68Freund considère par ailleurs que les idéologies et attitudes totalitaires ont survécu à la mort de Hitler et de Staline : on les retrouve dans les eschatologies révolutionnaires, dans la culpabilisation de l’ennemi, et même dans les techniques de propagande des régimes dits démocratiques100.

69Freund est resté discret, en revanche, sur les guerres de décolonisation. Manifestement, il les interprétait comme des luttes anti-impérialistes d’inspiration marxiste.

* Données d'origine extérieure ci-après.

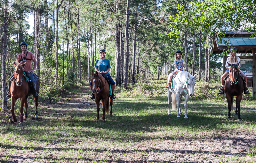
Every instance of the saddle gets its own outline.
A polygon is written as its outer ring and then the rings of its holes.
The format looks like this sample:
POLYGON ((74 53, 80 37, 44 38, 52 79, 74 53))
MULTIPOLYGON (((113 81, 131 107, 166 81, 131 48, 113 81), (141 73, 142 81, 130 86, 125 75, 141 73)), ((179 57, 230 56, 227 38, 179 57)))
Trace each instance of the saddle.
POLYGON ((109 95, 112 95, 112 89, 111 88, 111 84, 110 84, 110 82, 109 82, 109 81, 108 80, 108 76, 106 75, 102 74, 102 76, 104 77, 105 78, 105 79, 108 82, 108 84, 109 85, 109 95))

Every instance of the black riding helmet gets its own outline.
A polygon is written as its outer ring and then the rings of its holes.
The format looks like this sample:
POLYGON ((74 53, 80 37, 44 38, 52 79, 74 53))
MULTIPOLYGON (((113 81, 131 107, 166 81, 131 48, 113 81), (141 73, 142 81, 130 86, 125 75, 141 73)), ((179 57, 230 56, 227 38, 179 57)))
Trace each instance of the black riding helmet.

Il se pourrait aussi que la perspective historique du déclin des puissances européennes ait primé sur les autres interprétations possibles.

Conclusion

70Les idées de Freund sur la résistance peuvent être reconstruites à partir de réflexions éparses. Nous avons détecté en passant quelques difficultés (la place du droit naturel) et des non-dits (la décolonisation comme possible figure de résistance), mais pour finir revenons à l’idée principale : la résistance ne peut se ramener à la conception binaire d’une lutte du bien contre le mal, qui appartient au domaine des mythes et des idéologies.

  • 101  Le droit positif n’est pas « générateur de lui-même » (L’Essence du politique, p. 728). Cf. aussi (...)

71Freund a agi poussé par une conviction, une nécessité intérieure, plus que par un principe général dont on pourrait faire une vérité définitive. Il a assumé ses actes, mais s’est gardé d’en universaliser le principe. Selon lui, il y a des choses que l’on doit faire, parce qu’on en a jugé ainsi, et que l’on fait parce qu’on en a la volonté et le courage, mais qui ne se prêtent pas à un discours de justification. Freund ne fait pas ici que réaffirmer (avec Carl Schmitt) la souveraineté du politique par rapport au droit101, il travaille aussi à rétablir dans sa vérité la part tragique de l’histoire.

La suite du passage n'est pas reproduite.